The Department of Homeland Security appears to be moving ahead with a new immigrant detention facility to hold as many as 1,500 detainees in Chester, New York — just over an hour from New York City.
It’s part of the Trump administration’s push to ramp up mass arrests and deportations using cash from the One Big Beautiful Bill Act that Congress passed last year at the president’s behest.
In an online advisory posted on Jan. 8, DHS laid out its proposal “to purchase, occupy and rehabilitate a warehouse property at 29 Elizabeth Drive, Chester, NY in support of ICE operations,” including erecting a small new guard building.
The advisory, which was required because part of the 35.9 acre property sits in a flood plain, does not explicitly reference a jail. But The Washington Post reported last month about DHS’ plans for several new large-scale “processing facilities” for detainees, including one in Chester.
Those new facilities are intended to hold immigrant detainees for a few weeks, according to the Post, before they are sent to large-scale warehouses in Virginia, Texas, Louisiana, Arizona, Georgia and Missouri that will each hold between 5,000 and 10,000 people.
The presumed location of the Chester processing center was first identified by The Monroe Gazette.

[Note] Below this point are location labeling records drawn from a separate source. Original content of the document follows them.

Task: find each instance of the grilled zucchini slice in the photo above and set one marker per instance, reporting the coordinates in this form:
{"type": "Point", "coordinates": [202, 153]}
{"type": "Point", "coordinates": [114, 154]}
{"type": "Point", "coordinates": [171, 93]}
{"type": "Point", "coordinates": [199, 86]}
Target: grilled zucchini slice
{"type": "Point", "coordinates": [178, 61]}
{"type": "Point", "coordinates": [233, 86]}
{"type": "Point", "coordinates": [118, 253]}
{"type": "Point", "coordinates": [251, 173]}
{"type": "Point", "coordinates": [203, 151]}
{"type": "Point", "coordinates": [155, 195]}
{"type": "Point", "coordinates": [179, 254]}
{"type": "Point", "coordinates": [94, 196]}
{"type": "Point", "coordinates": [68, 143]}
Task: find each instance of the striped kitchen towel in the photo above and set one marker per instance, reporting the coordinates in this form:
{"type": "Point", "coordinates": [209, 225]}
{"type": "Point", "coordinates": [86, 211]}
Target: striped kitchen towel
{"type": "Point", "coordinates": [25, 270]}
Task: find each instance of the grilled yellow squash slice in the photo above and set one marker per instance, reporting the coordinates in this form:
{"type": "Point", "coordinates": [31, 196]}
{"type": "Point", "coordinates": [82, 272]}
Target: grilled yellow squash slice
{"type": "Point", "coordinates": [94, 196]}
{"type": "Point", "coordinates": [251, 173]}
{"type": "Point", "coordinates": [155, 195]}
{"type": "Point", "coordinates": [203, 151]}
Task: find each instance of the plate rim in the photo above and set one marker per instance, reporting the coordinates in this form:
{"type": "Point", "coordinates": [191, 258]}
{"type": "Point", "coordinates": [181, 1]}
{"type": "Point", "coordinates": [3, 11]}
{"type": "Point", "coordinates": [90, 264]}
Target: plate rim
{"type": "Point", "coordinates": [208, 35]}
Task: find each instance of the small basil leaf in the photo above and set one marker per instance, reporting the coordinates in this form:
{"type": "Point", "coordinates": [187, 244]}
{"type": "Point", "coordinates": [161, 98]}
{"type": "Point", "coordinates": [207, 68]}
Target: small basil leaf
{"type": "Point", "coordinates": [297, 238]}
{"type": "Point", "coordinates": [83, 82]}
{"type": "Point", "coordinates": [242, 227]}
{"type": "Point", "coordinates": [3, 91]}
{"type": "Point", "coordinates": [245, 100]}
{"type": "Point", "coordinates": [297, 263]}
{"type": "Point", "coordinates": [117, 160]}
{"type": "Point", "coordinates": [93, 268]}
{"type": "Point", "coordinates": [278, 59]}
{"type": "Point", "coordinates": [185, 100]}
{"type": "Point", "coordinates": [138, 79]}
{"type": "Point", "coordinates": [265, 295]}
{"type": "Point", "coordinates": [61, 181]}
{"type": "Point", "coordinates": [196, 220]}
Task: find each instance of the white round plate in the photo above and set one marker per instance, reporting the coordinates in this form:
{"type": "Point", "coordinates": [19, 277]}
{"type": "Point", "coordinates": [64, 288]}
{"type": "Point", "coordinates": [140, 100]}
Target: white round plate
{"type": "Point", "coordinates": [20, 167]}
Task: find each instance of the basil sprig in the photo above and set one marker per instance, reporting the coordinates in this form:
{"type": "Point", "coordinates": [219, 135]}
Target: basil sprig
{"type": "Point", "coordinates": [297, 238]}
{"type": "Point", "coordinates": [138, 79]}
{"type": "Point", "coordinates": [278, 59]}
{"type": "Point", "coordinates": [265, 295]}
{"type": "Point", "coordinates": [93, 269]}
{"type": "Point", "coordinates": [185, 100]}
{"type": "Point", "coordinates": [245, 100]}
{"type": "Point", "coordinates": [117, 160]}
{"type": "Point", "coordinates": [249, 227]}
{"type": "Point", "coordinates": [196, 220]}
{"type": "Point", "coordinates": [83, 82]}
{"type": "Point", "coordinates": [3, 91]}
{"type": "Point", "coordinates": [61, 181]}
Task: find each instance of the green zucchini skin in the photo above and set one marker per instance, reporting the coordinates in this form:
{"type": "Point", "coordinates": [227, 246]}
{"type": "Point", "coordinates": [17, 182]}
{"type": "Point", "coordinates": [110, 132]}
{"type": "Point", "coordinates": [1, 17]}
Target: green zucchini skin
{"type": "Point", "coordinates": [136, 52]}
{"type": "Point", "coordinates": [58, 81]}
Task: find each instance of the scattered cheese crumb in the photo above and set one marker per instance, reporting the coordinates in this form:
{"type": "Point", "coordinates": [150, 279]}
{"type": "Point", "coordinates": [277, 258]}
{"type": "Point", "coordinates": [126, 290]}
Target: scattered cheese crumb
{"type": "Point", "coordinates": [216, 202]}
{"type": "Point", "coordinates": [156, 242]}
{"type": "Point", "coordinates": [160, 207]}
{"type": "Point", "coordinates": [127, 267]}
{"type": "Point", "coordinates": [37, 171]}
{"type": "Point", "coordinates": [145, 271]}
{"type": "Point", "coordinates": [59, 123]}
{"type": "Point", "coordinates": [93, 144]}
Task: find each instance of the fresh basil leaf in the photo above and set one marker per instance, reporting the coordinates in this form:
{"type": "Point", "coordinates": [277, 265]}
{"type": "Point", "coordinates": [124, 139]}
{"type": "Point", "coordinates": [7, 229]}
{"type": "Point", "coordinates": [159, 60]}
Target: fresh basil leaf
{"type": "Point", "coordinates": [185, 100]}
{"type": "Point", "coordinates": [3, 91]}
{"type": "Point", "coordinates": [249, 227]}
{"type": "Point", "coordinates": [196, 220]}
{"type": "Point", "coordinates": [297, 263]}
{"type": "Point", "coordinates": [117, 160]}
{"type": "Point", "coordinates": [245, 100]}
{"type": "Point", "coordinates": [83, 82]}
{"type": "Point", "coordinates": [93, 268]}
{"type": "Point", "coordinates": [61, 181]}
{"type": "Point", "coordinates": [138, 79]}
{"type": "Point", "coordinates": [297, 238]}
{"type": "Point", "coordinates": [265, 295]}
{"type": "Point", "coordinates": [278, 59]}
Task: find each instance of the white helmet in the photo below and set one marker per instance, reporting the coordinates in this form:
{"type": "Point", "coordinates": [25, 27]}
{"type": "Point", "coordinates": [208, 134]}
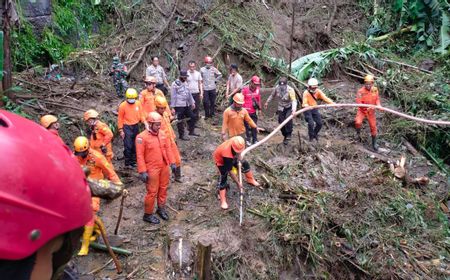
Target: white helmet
{"type": "Point", "coordinates": [313, 82]}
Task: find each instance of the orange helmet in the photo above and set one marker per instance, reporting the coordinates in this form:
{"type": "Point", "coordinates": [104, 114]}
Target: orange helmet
{"type": "Point", "coordinates": [90, 114]}
{"type": "Point", "coordinates": [48, 120]}
{"type": "Point", "coordinates": [369, 79]}
{"type": "Point", "coordinates": [80, 144]}
{"type": "Point", "coordinates": [238, 144]}
{"type": "Point", "coordinates": [208, 59]}
{"type": "Point", "coordinates": [160, 101]}
{"type": "Point", "coordinates": [238, 98]}
{"type": "Point", "coordinates": [256, 80]}
{"type": "Point", "coordinates": [154, 117]}
{"type": "Point", "coordinates": [150, 79]}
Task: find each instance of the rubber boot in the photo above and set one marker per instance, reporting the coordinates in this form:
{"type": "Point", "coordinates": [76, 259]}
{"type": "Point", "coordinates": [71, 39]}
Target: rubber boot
{"type": "Point", "coordinates": [223, 199]}
{"type": "Point", "coordinates": [178, 174]}
{"type": "Point", "coordinates": [374, 143]}
{"type": "Point", "coordinates": [250, 179]}
{"type": "Point", "coordinates": [358, 135]}
{"type": "Point", "coordinates": [86, 240]}
{"type": "Point", "coordinates": [96, 233]}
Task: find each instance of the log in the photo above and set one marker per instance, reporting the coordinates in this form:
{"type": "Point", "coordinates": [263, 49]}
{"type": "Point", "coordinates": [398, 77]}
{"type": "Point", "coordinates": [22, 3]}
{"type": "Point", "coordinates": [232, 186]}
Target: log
{"type": "Point", "coordinates": [203, 261]}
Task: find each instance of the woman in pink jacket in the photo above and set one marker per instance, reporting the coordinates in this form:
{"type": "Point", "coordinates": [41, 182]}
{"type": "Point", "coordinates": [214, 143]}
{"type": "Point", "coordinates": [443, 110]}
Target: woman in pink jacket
{"type": "Point", "coordinates": [252, 103]}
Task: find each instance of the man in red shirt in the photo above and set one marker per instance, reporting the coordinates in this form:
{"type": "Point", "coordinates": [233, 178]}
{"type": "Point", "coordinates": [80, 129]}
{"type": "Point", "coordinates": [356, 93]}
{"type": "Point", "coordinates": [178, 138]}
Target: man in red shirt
{"type": "Point", "coordinates": [368, 94]}
{"type": "Point", "coordinates": [252, 103]}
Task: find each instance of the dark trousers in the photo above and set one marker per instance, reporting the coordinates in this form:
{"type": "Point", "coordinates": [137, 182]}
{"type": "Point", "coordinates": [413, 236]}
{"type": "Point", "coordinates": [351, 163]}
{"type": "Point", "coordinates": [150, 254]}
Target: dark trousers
{"type": "Point", "coordinates": [251, 133]}
{"type": "Point", "coordinates": [311, 117]}
{"type": "Point", "coordinates": [129, 151]}
{"type": "Point", "coordinates": [209, 102]}
{"type": "Point", "coordinates": [287, 129]}
{"type": "Point", "coordinates": [182, 113]}
{"type": "Point", "coordinates": [224, 170]}
{"type": "Point", "coordinates": [162, 88]}
{"type": "Point", "coordinates": [196, 111]}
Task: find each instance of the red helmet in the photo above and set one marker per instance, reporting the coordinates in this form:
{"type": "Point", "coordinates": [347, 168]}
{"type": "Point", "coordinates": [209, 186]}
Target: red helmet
{"type": "Point", "coordinates": [256, 80]}
{"type": "Point", "coordinates": [208, 59]}
{"type": "Point", "coordinates": [43, 191]}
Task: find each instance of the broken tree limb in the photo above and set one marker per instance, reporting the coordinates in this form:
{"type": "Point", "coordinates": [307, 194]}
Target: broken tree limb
{"type": "Point", "coordinates": [408, 65]}
{"type": "Point", "coordinates": [383, 109]}
{"type": "Point", "coordinates": [144, 48]}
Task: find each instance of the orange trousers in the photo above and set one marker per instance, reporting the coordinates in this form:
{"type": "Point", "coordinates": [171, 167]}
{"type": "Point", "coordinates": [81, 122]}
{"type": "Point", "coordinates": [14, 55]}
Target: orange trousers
{"type": "Point", "coordinates": [361, 114]}
{"type": "Point", "coordinates": [156, 188]}
{"type": "Point", "coordinates": [176, 153]}
{"type": "Point", "coordinates": [95, 208]}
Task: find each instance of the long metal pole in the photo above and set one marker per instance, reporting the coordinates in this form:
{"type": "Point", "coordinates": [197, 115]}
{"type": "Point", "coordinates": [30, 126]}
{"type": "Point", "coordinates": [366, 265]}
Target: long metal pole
{"type": "Point", "coordinates": [292, 36]}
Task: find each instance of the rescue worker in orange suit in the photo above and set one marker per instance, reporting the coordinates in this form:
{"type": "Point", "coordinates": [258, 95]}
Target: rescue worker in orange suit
{"type": "Point", "coordinates": [101, 134]}
{"type": "Point", "coordinates": [99, 167]}
{"type": "Point", "coordinates": [226, 157]}
{"type": "Point", "coordinates": [130, 115]}
{"type": "Point", "coordinates": [368, 94]}
{"type": "Point", "coordinates": [310, 97]}
{"type": "Point", "coordinates": [234, 118]}
{"type": "Point", "coordinates": [154, 158]}
{"type": "Point", "coordinates": [147, 96]}
{"type": "Point", "coordinates": [51, 123]}
{"type": "Point", "coordinates": [161, 108]}
{"type": "Point", "coordinates": [44, 202]}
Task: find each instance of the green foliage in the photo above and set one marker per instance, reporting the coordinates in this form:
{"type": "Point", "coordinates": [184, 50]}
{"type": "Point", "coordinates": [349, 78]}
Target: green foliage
{"type": "Point", "coordinates": [428, 18]}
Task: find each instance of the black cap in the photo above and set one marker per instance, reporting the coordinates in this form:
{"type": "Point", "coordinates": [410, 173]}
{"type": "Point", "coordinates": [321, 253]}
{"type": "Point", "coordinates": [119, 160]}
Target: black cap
{"type": "Point", "coordinates": [183, 73]}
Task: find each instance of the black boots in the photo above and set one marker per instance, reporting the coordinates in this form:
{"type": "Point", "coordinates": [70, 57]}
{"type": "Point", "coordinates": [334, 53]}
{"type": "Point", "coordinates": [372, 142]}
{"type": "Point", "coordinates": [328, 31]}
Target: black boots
{"type": "Point", "coordinates": [358, 135]}
{"type": "Point", "coordinates": [374, 143]}
{"type": "Point", "coordinates": [177, 174]}
{"type": "Point", "coordinates": [150, 218]}
{"type": "Point", "coordinates": [162, 213]}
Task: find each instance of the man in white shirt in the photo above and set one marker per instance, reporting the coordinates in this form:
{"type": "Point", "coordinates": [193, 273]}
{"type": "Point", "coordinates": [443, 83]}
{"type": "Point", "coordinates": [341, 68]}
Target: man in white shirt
{"type": "Point", "coordinates": [234, 83]}
{"type": "Point", "coordinates": [158, 72]}
{"type": "Point", "coordinates": [195, 87]}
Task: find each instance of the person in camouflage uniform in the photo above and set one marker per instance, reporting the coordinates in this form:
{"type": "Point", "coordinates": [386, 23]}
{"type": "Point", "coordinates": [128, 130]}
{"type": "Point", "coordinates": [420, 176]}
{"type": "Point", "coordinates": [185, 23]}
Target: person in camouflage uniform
{"type": "Point", "coordinates": [119, 73]}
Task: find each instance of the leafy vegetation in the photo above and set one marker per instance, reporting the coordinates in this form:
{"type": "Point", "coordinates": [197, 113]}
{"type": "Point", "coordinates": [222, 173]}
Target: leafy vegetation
{"type": "Point", "coordinates": [73, 21]}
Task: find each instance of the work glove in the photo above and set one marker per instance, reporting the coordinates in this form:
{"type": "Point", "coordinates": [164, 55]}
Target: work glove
{"type": "Point", "coordinates": [143, 176]}
{"type": "Point", "coordinates": [103, 149]}
{"type": "Point", "coordinates": [173, 167]}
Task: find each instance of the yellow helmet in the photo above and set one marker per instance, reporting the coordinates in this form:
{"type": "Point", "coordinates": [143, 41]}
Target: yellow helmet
{"type": "Point", "coordinates": [81, 144]}
{"type": "Point", "coordinates": [369, 79]}
{"type": "Point", "coordinates": [154, 117]}
{"type": "Point", "coordinates": [160, 101]}
{"type": "Point", "coordinates": [238, 98]}
{"type": "Point", "coordinates": [90, 114]}
{"type": "Point", "coordinates": [131, 93]}
{"type": "Point", "coordinates": [48, 120]}
{"type": "Point", "coordinates": [150, 79]}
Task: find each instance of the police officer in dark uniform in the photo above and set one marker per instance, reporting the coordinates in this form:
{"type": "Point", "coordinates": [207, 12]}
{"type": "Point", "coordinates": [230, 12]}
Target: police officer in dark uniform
{"type": "Point", "coordinates": [183, 103]}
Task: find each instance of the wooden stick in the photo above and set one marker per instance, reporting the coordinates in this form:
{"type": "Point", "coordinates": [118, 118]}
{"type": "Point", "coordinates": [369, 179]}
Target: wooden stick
{"type": "Point", "coordinates": [103, 233]}
{"type": "Point", "coordinates": [407, 65]}
{"type": "Point", "coordinates": [100, 268]}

The property is owned by an LLC linked to former Trump Advisor Carl Ichan, according to the Albany Times-Union.
The likely lock-up has triggered protests and contentious community meetings in Orange County, where Congressmember Paul Ryan (D) is circulating a petition to attempt to block the facility.
Town of Chester Supervisor Brandon Holdridge said he was working with Ryan to “disincentivize this rogue, unlawful, and un-American agency from stepping foot in our town.”
Asked about their plans for the Chester warehouse, a spokesperson for ICE declined to provide specifics.
“Every day, DHS is conducting law enforcement activities across the country to keep Americans safe,” a statement from an unnamed spokesperson read. “It should not come as news that ICE will be making arrests in states across the U.S. and is actively working to expand detention space.”
“These will not be warehouses — they will be very well structured detention facilities meeting our regular detention standards.”
Since Trump took office last year, ICE has opened a new 1,000 person facility in Newark called Delaney Hall, entering into new contracts with several upstate county jails to detain DOZENS more, while sending around 100 detainees at any given time to the Metropolitan Detention Center, a federal prison in Sunset Park, Brooklyn.
The Chester facility would continue this trend and further enable ICE’s efforts to make more arrests in the New York City area, said Rosa Cohen-Cruz, the director of Immigration Policy at Bronx Defenders.
“Any increase in local bed space for ICE detention enables ICE to be more aggressive in their raids and their enforcement tactics because they have beds to immediately put people,” she said. “So we’re extremely concerned that New York City residents, New York State residents will really be at heightened risk by this increase in capacity.”